Matthew Joseph
Postdoctoral Research Assistant in Belonging, Equity, and Inclusion

Education
B.A. Yale University, M.S. Columbia University, Ph.D. Columbia University
Current Courses
Race in American Popular Music, Spring 2023
Recent Publications
“‘A Totally Integrated Club Scene’: ‘New York, New Music’ at the Museum of the City of New York.” The Brooklyn Rail (October 2021)
“A Sound as International as the City Itself: A Review of Benjamin Lapidus’ New York and the International Sound of Latin Music, 1940-1990.” Gotham: A Blog for Scholars of New York City History (2021)
Entry on New York City hip hop. St. James Encyclopedia of Hip Hop Culture (2018)

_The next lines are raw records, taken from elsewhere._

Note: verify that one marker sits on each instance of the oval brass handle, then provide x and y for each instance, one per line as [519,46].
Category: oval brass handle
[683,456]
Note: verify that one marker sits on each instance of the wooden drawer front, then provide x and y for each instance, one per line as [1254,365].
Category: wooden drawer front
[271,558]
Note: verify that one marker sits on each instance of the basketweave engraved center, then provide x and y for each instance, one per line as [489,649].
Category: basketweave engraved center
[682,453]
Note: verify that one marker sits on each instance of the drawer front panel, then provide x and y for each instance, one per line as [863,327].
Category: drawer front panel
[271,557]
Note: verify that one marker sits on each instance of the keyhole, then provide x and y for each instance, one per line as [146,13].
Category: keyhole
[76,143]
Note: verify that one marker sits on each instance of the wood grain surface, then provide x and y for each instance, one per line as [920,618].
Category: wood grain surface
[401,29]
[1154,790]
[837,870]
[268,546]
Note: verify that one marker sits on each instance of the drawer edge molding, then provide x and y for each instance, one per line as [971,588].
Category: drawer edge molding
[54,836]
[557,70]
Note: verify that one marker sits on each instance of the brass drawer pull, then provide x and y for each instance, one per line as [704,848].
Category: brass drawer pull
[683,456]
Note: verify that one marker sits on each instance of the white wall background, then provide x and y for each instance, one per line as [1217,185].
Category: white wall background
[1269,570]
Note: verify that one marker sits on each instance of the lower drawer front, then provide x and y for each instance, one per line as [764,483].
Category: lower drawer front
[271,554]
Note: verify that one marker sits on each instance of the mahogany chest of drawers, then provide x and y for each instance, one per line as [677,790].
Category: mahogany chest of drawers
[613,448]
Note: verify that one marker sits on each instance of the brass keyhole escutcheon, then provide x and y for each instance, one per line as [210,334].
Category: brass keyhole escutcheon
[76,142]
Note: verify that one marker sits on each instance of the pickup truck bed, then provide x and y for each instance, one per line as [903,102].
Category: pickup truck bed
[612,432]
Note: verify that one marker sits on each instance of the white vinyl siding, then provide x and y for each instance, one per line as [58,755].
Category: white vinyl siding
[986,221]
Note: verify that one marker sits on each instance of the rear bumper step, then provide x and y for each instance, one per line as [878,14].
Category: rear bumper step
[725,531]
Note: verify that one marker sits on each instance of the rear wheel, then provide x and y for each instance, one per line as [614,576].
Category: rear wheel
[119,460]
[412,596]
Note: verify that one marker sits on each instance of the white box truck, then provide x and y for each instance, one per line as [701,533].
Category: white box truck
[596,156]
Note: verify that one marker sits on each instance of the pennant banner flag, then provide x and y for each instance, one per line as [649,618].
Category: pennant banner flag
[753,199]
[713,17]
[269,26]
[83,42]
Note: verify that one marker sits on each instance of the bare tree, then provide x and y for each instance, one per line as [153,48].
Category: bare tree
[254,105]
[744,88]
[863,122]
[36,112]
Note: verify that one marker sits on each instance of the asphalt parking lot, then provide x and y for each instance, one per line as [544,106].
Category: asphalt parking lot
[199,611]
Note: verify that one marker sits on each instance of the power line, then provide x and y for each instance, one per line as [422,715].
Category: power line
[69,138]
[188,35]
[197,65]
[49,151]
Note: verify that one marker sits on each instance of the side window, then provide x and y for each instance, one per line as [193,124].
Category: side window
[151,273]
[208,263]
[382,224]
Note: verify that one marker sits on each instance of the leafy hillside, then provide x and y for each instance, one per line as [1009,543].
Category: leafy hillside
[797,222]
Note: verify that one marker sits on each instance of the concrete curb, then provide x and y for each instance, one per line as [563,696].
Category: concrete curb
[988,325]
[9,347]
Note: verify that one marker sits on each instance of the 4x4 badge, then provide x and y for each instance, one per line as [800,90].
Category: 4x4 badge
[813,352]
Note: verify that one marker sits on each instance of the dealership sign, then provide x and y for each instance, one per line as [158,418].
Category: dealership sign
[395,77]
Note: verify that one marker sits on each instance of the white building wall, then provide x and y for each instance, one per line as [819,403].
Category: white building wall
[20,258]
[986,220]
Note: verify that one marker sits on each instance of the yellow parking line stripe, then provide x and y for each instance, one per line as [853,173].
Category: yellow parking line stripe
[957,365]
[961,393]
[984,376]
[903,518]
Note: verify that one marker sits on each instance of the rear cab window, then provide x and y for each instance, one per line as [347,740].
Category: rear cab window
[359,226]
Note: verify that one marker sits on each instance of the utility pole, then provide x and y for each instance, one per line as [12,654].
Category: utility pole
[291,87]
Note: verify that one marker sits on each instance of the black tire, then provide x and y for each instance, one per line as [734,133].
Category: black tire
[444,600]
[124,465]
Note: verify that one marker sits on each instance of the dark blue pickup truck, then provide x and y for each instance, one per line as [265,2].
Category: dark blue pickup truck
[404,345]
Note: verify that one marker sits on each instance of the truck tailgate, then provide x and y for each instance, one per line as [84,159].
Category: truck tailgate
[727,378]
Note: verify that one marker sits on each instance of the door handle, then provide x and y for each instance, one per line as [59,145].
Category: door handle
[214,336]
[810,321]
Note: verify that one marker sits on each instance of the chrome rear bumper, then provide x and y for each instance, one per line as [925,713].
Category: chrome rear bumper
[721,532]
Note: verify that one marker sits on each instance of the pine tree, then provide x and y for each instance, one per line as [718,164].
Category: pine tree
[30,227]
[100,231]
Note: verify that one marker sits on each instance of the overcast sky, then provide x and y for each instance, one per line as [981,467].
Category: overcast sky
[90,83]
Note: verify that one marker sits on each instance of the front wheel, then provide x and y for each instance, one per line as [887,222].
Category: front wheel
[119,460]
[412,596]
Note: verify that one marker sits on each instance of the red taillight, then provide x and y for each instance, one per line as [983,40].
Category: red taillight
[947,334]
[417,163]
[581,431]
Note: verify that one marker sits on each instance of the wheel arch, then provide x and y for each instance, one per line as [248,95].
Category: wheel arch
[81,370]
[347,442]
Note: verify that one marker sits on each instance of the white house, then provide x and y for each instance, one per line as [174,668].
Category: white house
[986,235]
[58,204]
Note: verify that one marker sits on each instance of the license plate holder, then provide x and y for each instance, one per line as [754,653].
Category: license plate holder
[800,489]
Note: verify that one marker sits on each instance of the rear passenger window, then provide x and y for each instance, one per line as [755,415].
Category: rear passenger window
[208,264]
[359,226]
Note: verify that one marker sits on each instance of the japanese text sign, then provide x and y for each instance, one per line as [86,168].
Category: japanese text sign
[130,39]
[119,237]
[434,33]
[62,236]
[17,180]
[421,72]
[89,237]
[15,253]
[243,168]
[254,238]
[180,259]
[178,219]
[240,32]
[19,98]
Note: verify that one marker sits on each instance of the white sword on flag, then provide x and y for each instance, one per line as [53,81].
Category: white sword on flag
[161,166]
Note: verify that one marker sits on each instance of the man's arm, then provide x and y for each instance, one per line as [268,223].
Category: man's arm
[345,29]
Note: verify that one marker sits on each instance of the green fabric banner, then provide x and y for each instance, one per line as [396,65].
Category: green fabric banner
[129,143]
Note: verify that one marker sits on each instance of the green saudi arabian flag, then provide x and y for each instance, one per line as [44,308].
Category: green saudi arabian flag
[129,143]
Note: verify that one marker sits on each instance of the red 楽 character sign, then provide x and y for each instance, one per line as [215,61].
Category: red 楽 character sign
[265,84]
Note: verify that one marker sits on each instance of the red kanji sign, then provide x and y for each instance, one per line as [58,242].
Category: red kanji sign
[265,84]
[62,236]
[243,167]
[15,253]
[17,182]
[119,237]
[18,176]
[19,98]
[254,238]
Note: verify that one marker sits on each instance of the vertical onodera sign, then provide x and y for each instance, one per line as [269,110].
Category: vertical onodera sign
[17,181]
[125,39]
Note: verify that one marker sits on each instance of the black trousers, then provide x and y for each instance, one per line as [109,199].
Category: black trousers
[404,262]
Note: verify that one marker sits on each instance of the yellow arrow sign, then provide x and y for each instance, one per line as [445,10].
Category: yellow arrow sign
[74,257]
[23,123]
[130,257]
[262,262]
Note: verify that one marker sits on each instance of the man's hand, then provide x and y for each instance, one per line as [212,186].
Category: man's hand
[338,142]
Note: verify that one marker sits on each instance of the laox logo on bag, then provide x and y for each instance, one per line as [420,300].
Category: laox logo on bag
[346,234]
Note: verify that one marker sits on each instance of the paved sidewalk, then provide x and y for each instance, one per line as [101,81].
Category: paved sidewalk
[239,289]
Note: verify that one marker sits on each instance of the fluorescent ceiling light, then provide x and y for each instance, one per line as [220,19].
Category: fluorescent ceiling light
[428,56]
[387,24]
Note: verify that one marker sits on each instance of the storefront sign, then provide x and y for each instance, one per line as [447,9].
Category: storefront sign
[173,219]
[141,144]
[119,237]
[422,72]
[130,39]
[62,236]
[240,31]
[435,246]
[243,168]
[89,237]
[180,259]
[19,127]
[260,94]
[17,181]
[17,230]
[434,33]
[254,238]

“‘Lords of Sounds:’ The Mutual Constitution of Slave Music by Masters and Slaves in the Antebellum South.” The Yale Historical Review (2011)
Awards and Accolades
Smithsonian Institution Predoctoral Fellowship, Smithsonian Institute, 2021-2022
Alvin H. Johnson 50 Dissertation Fellowship, American Musicological Society, 2020-2021
Teaching Scholars Award, Graduate School of Arts and Sciences, Columbia University, 2020
Richard Hofstadter Fellow, Columbia University History Department, 2014-2019
Adrienne Fried Block Fellowship, Society of American Music, 2019
Center for Popular Music Studies Fellowship, Case Western Reserve University and the Rock and Roll Hall of Fame Library & Archives, 2018
Summer Research Grant, Columbia University’s Center for American Studies, 2017
Ivy Plus Exchange Scholar, Ivy Plus Exchange Program, 2016
Brebner Travel Fund, Columbia University History Department, 2015, 2016
Summer Funding Award, Columbia University History Department, 2015
Biography
Matthew Pessar Joseph is a twentieth-century American racial, cultural, and urban historian, completing his Ph.D. at Columbia University. His research moves beyond the traditional boundaries of the United States and explores Black Atlantic music emanating from the Spanish-speaking Caribbean and the greater Gulf Coast region. In his dissertation, Syncopating Segregation: Musical Cross-Pollination in Post-World War II New York City, he argues that by participating in diverse musical scenes, African American, Latinx, queer, and white residents of post-World War II New York City were able to transcend boundaries of race, class, gender, and sexual orientation at a time when scholars argue that Gotham became increasingly segregated. Matt has been awarded write-up fellowships from the Smithsonian Institution and the American Musicological Society and grants from Columbia University, Case Western Reserve University, and the Society of American Music. He received his B.A. from Yale University and hails from New Haven. Matt is committed to a creative, inclusive pedagogy, of reaching students where they are; his knowledge of music in Indiana and learning opportunities that the Greater Lafayette Area offers are astounding, and he will offer some very exciting courses to our students, in addition to expanding the unit’s programmatic initiatives that center DEIB.